I went through that with the beginning of the 21st century. There was no year zero, so by convention in 1900 no one looked at that as the start of the 20th century. That was considered to begin in 1901. But that all went by the wayside ten years ago. Starting tomorrow everyone will refer to the new decade just begun.
Me, too also...And was met with quizzical or blank faced stares...
We all count 1-10, not 0-9...Unless we’re talking about a media ignoramus (apologies for redundancy)
In which case, for the ignoramus all that matters is being first to say or write something demonstrably stupid...Truth is irrelevant next to popular “culture” groupthink...
tensions are about the same imho. It's just that the media advertises it for the sake of profit and takes sides.
The masses understood weather better back then. Today, people can go a week without setting foot outside or looking out the window. They rely on the Weather Channel to tell them if they need an umbrella that day.
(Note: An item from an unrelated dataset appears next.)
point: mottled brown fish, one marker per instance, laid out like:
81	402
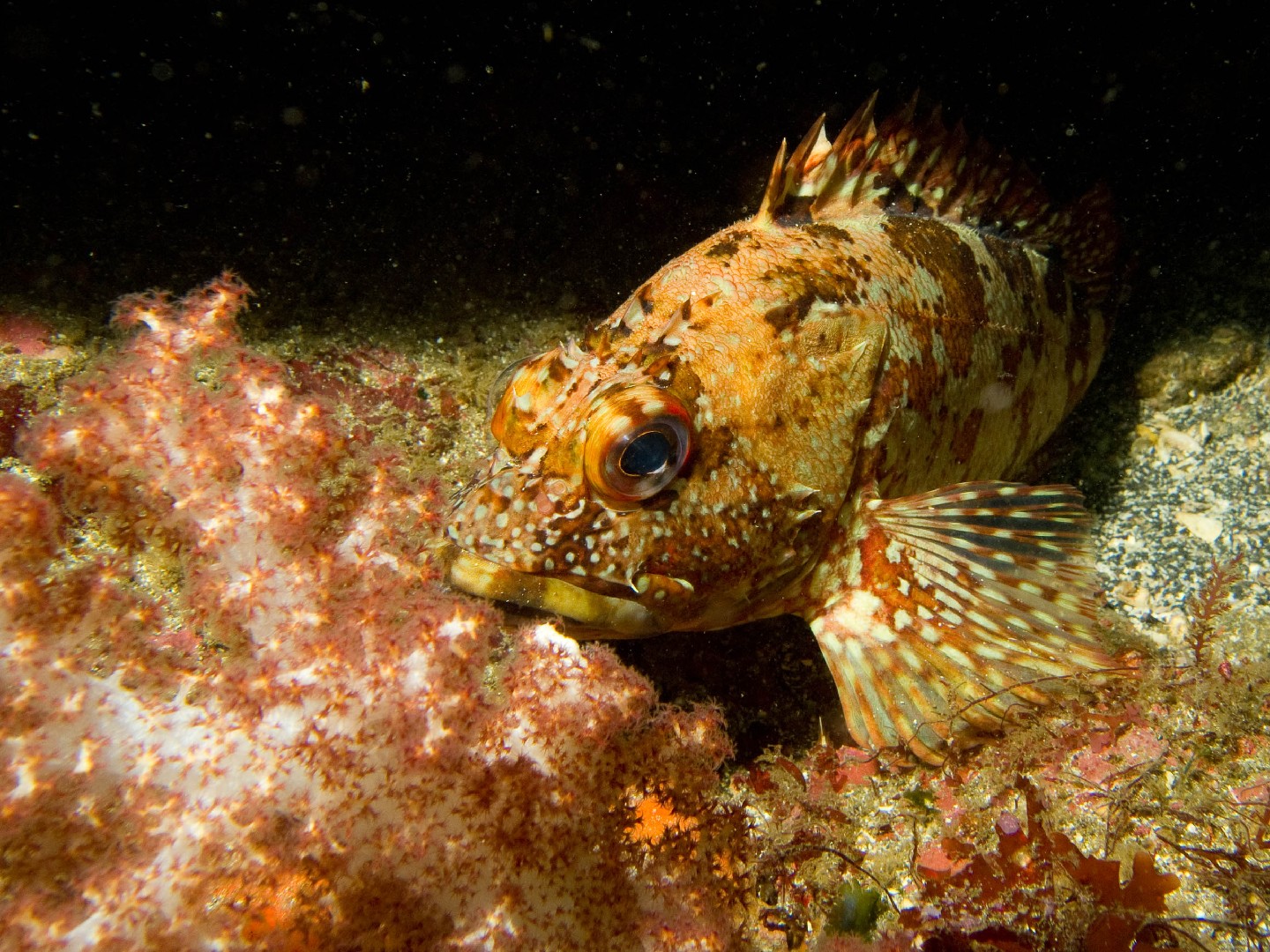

It doesn’t take a rocket scientist to predict weather events. Little ol’ me knows when there’s a storm or flood coming just by paying attention and watching the skies. Too bad the authorities can’t and do nothing but pull lint from their navels instead of sending out alerts and regulating the river a week prior to massive flooding. Like duuuuuuh, if up stream is flooding then what do think down stream will be like in a few days, huh?
Red sky at night, sailors’delight.
Red sky in the morning, sailors’ take warning.